Review: ABSOLUTE GARBAGE. This author went to the same school as joseph goebbels I think. I envision that broken hearted rebels will say over and over that this review is not helpful. What is not helpful is a guy writing a book to revert 140 years of progress for humanity. Unfortunately, if states cannot fulfill "ALL MEN ARE CREATED EQUAL," the feds have to step in. Since the declaration of independence came prior to the constitution, its spirit prevails more strongly in our history. The declaration was the first document of these independent United States after all.

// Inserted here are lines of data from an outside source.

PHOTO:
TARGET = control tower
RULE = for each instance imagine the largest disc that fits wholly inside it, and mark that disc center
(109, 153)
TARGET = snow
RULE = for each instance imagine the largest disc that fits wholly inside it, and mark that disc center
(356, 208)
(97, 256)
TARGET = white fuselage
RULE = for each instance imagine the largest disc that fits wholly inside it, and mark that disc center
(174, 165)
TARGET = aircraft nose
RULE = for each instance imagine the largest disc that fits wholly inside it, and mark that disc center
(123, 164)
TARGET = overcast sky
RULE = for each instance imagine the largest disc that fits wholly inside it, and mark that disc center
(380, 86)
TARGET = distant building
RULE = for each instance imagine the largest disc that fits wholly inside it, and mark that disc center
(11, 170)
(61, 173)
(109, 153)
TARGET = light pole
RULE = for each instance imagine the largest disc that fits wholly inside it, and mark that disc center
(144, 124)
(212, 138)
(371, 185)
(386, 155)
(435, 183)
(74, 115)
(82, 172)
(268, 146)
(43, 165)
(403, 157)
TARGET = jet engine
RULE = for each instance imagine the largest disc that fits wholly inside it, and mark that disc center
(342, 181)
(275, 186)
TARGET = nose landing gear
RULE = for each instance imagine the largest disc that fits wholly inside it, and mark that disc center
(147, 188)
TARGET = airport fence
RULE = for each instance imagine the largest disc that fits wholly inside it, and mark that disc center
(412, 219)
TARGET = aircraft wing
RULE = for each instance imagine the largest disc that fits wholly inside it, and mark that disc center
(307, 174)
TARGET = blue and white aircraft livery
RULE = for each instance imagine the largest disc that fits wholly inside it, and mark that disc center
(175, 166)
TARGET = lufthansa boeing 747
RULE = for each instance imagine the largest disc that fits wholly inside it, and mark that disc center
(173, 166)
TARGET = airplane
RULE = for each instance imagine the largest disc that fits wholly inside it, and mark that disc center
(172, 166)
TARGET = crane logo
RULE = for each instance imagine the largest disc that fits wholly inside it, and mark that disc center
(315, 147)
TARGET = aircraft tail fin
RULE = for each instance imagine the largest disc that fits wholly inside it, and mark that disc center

Written by a lifelong northern republican. (Did ya think I would let them beat up on the first republican president and the father of the Republican Party?) Ha Ha!

Rating: 1 stars
Summary: Poor opinions
Review: This author would have you believe that Lincoln single handedly destroyed the spirit of the constitution. What he does not mention is that Thomas Jefferson originally drafted an anti slavery paragraph into the original rough draft of the declaration of independence (T.Jefferson was pressured to remove it by the delegates from South Carolina and Georgia (no surprise there since S.C. started the civil war in the first place)), and that the true test of our nation was if the nation would embody that spirit that all men are created equal, or would continue half free and half slave. If Lincoln mildly violated the constitution to achieve this, it was to fulfill the document that inspired the constitution in the first place, hence saving the true spirit of the constitution. It is hard to argue that Lincoln did the wrong things in office, and any other president would most likely have compromised with the South: the South that perpetuated the most evil institution imaginable. In Lincoln's words, "If slavery isn't wrong, then nothing is wrong."

This author argues that President Lincoln was wrong.

Perhaps the author thinks the failed policies of President Buchanan were working, or perhaps the author is ignorant. I feel the latter is true!